Bir yazıyı anlamak için yazının konusu hakkında minimum bilgiye sahip olmak ve yazının konusunun gerektirdiği bazı temel kavramlara hâkim olmak gerekmektedir. En basit yazı dahi yazılırken bazı şeyler, örneğin konu hakkında minimum bilgi, temel kavramların bilgisi şart koşulur. Başka türlü yazmak mümkün değildir. Gerekli minimum bilgi koşulu sağlanmadan en basit yazı dahi anlaşılmayabilir. Eğer bir yazı buna rağmen anlaşılır gözüküyorsa, o yazının içeriğinden şüphe etmek için yeterli neden var demektir.

Öyleyse, eğer filozof yazı dilini yapay olarak zorlaştırmıyorsa ve okur onun sözlerini veya yazdığı yazısını buna rağmen anlamıyorsa; bu durumda okurun kendisini acilen eğitmesi, konuya ilişkin genel bilgisini zorunlu olarak artırması, yazının konusu bağlamında dilini geliştirmesi muhakkak gerekmektedir.

Alıştığımız günlük bilinç ve düşünme biçimiyle zor ve karmaşık olan dünyayı anlamak ve açıklamak mümkün değildir. Engels’in işaret ettiği gibi, günlük bilinç evimizin dört duvarının dışına çıkınca geçerliliğini ve açıklama gücünü tamamıyla yitirir.

Ama insanların çoğu günlük bilinçten daha fazlasına sahip değildir ve filozof bunu kendisine mesele edinse bile, bu ondan değil, toplumun eğitim durumuna yansıyan sınıfsal yapısından kaynaklanır. Bunu filozof ne tek başına kişisel olarak çözebilir ne de örneğin dilini basitleştirerek ortadan kaldırabilir. Bu daha çok toplumsal yapısal bir meseledir, hatta belirleyici en büyük toplumsal meseledir.

Hegel, günlük bilinç açısından filozof kafası üstünde durur, derken çok haklıdır.

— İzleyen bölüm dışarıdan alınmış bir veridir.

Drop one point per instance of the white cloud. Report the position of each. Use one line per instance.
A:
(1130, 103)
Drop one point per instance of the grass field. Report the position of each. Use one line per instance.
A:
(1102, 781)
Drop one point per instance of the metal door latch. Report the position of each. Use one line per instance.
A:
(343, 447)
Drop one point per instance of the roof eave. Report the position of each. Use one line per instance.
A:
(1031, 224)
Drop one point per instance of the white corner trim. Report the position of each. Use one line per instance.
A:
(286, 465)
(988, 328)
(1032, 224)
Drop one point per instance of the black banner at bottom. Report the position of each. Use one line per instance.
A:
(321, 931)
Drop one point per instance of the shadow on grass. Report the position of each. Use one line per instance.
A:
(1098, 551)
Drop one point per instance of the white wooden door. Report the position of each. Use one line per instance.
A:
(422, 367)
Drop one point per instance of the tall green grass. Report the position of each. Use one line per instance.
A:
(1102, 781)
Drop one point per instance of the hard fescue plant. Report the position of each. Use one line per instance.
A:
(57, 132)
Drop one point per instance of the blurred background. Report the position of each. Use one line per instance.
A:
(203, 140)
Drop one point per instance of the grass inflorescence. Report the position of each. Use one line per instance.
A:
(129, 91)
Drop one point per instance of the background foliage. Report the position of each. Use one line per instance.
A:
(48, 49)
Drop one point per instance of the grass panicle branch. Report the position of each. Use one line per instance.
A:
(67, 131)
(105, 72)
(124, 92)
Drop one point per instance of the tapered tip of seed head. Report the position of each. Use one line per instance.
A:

Fakat filozofun güzüyle bakınca da günlük bilinç yerde tozun toprağın için bir sürüngen gibi sürünmektedir ve ne yazık ki bunun da farkında değildir.

Diğer taraftan bir çırpıda okuyup anlaşılan bir yazı zaten bize yeni bir şey öğretmiyor demektir. Yeni şeyler okuduğumuz, bizi yeni bilgi ve düşüncelerle karşı karşıya getiren yazılar da kolay anlaşılır olmayabilir.

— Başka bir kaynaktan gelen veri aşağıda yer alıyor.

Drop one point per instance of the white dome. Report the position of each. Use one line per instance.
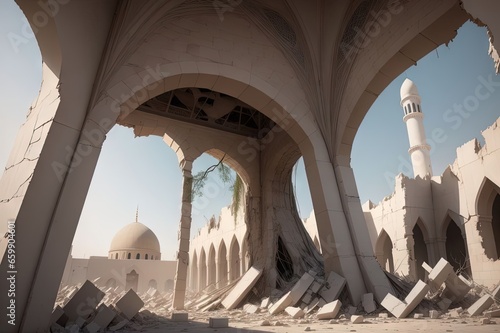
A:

Mesele aslında, insandan kaynaklanan tüm sorunlar bir tarafa, Marx’ın da dikkat çektiği gibi, dünyanın kuruluşunun zor olmasından, öz ve görünümün aynı olmamasından kaynaklanıyor. Eğer her şey olduğu gibi görünseydi veya göründüğü gibi olsaydı bilime, felsefeye ne gerek kalacaktı! Hepimiz naif ve masum bir şekilde yaşar giderdik. Mesele öyleyse biraz da dünyanın oluş ve oluşum tarzından kaynaklanıyor –ki bu bunca zamandır filozofları bile birbirine düşürüyor.

Her felsefeci filozofça düşünemez. Fakat anlaşılmak için, filozofça düşünceler, üzerine düşünmeyi gerektirir doğası gereği. Düşünmek de, yine ancak filozoftan öğrenebileceğimiz kolay olamayan, uzun yıllar çaba gerektiren, emek harcamayı gerekli kılan, kolayca kendiliğinden sahip olabileceğimiz bir yetenek değildir.

Felsefenin ocağında en az 20 yıl pişmeyen zihin henüz çok ham ve hamurdur. Bu nedenle, hukuki ceza ehliyeti daha önce başlayabilir, ama ahlaki ceza ehliyeti bir insanda felsefenin ocağında yeterince pişmeden bir ömür boyu tam olarak oluşmuyor. Kemale ermek, hele çağımızda, güneşi fethetmeye, mümkün olmayanı başarmaya benziyor.